I don't know about empathy, but I do know that the angle of vision
determines what you see. A reporter based in secular, Europeanized Tel
Aviv would experience an Israel vastly different from one living in
Jerusalem; a reporter with a home in Ramallah would most likely find an
entirely different world. The Times ought to give it a try.
It's only a newspaper. It eventually comes to this: Journalism
itself is inadequate to tell this story. Like recorded music, which is
only a facsimile of music, journalism is a substitute, a stand-in. It's
what we call on when we can't know something firsthand. It's not
reality, but a version of reality, and both daily deadlines and limited
space make even the best journalism a reductionist version of reality.
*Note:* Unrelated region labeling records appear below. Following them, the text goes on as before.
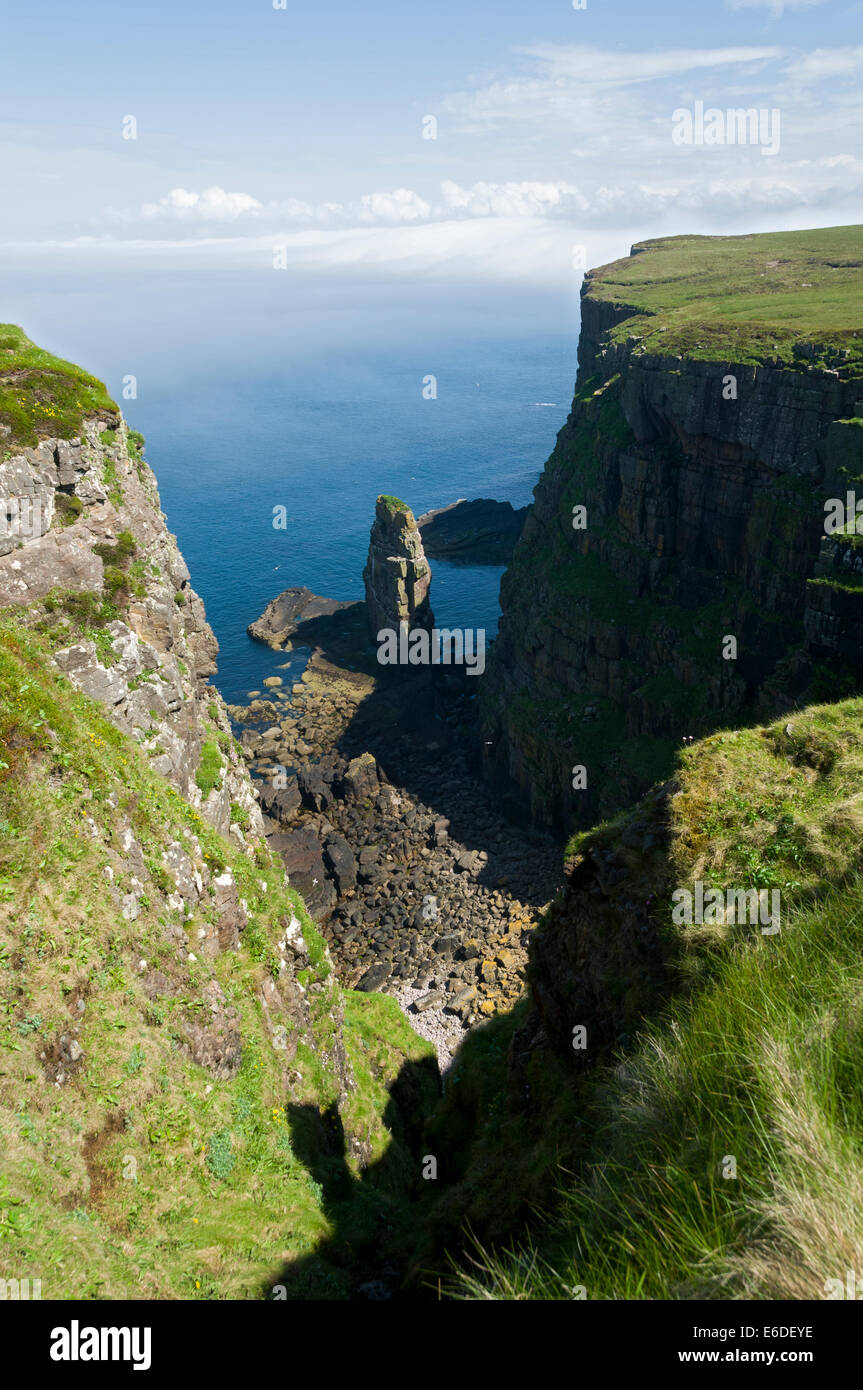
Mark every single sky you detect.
[0,0,863,296]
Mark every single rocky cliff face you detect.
[363,496,434,639]
[0,325,436,1298]
[484,229,863,827]
[0,405,263,842]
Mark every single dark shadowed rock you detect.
[363,496,434,639]
[246,588,356,646]
[324,835,357,894]
[268,827,336,922]
[417,498,528,564]
[255,778,302,823]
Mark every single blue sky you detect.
[0,0,863,289]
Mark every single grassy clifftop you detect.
[584,227,863,366]
[0,324,120,460]
[439,701,863,1300]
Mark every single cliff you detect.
[482,228,863,828]
[363,495,434,641]
[0,325,438,1298]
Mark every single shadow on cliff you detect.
[264,1058,441,1301]
[264,600,560,906]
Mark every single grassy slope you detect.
[446,701,863,1298]
[588,227,863,377]
[0,612,429,1298]
[0,324,118,459]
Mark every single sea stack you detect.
[363,495,435,641]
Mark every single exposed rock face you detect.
[482,239,863,828]
[417,498,528,564]
[363,496,434,639]
[0,417,263,840]
[247,588,357,646]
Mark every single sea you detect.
[8,275,578,703]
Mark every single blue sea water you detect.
[0,261,578,702]
[136,325,574,702]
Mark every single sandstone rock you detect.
[363,496,434,642]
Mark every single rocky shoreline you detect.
[231,589,561,1072]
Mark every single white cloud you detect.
[140,186,261,222]
[787,46,863,82]
[521,43,782,86]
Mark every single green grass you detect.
[450,699,863,1300]
[0,324,118,453]
[454,878,863,1300]
[0,614,427,1298]
[195,741,222,796]
[588,227,863,377]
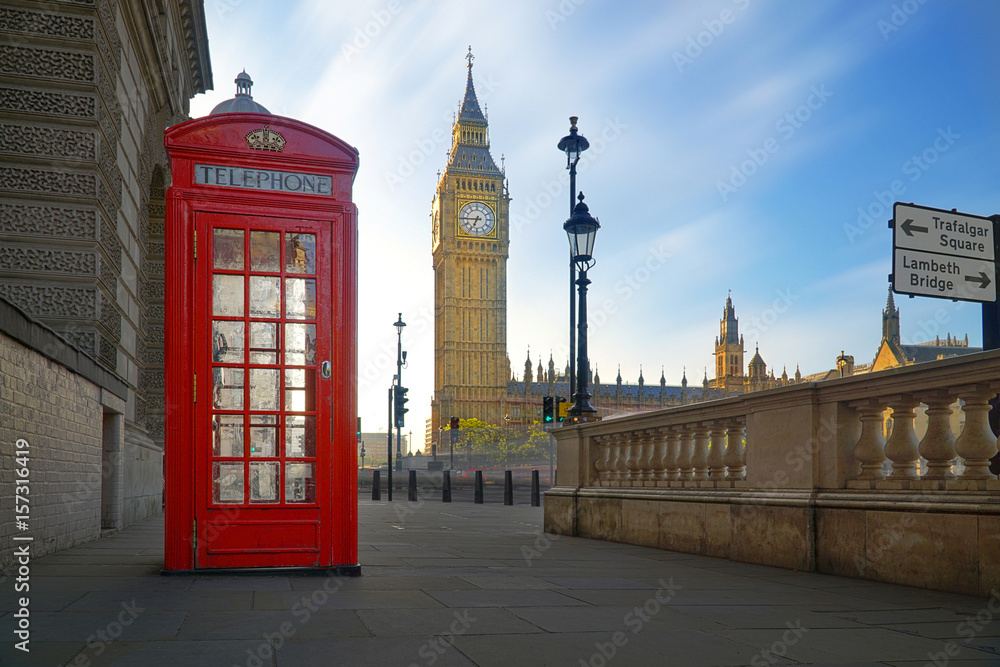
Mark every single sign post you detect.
[889,202,1000,349]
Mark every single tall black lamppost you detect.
[559,116,590,402]
[392,313,406,470]
[563,192,601,422]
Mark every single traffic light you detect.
[542,396,555,424]
[556,396,569,422]
[392,384,410,428]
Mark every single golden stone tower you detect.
[431,49,510,435]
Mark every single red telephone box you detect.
[165,113,360,574]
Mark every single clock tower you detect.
[431,48,510,434]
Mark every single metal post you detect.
[385,387,392,502]
[570,270,597,420]
[983,215,1000,351]
[441,470,451,503]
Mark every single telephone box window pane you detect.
[250,461,278,503]
[285,463,316,503]
[250,415,278,456]
[285,368,316,412]
[285,324,316,366]
[250,276,281,317]
[212,274,243,317]
[212,415,243,456]
[250,368,278,412]
[285,415,316,458]
[212,368,243,410]
[285,278,316,320]
[212,461,243,503]
[285,234,316,273]
[250,232,281,271]
[212,320,244,364]
[212,229,243,271]
[250,322,278,364]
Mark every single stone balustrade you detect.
[546,351,1000,593]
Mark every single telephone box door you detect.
[192,212,340,568]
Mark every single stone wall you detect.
[0,301,138,566]
[545,351,1000,596]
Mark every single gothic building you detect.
[429,49,510,433]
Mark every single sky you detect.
[191,0,1000,446]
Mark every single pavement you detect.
[0,491,1000,667]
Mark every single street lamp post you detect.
[563,192,601,422]
[558,116,590,404]
[393,313,406,470]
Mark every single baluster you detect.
[677,426,694,480]
[854,399,885,479]
[638,429,656,481]
[663,426,681,480]
[691,422,709,480]
[955,384,997,479]
[611,433,628,486]
[649,428,667,481]
[918,392,955,479]
[726,418,747,479]
[708,421,726,479]
[594,435,610,485]
[883,396,920,479]
[628,431,642,486]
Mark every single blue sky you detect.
[191,0,1000,452]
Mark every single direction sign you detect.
[892,202,997,303]
[892,248,997,302]
[892,202,995,261]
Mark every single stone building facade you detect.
[0,0,212,560]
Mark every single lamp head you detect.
[559,116,590,169]
[563,192,601,271]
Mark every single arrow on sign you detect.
[900,218,927,236]
[965,271,990,289]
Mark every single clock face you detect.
[458,201,496,236]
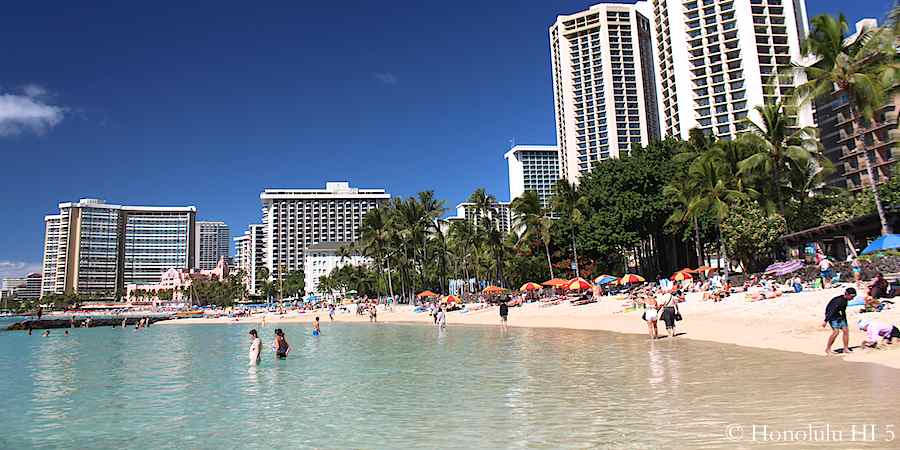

In preparing to write this article, my conversations with Michael
Brown and Andrea Levin, with various other parties of interest and with
The Times's editors consumed hours. My e-mail encounters with readers
have consumed months. To all who would assert that squeezing what I've
drawn from this research into these few paragraphs has stripped the
many arguments of their nuance or robbed them of their power, I have no
rebuttal. The more important and complicated an issue, or the closer it
is to the edge of life and death and the future of nations, the less
likely its essences can be distilled by that wholly inadequate but
absolutely necessary servant, daily journalism.
•
A postscript: During my research, representatives of If Americans Knew expressed
the belief that unless the paper assigned equal numbers of Muslim and
Jewish reporters to cover the conflict, Jewish reporters should be kept
off the beat.
I find this profoundly offensive, but not nearly as repellent as a
calumny that has popped up in my e-mail with lamentable frequency - the
charge that The Times is anti-Semitic. Even if you stipulate that The
Times's reporters and editors favor the Palestinian cause (something I
am not remotely prepared to do), this is an astonishing debasement. If
reporting that is sympathetic to Palestinians, or antipathetic to
Israelis, is anti-Semitism, what is real anti-Semitism? What word do
you have left for conscious discrimination, or open hatred, or acts of
intentional, ethnically motivated violence?
The Times may be - is - imperfect. It is not anti-Semitic. Calling
it that defames the accuser far more than it does the accused.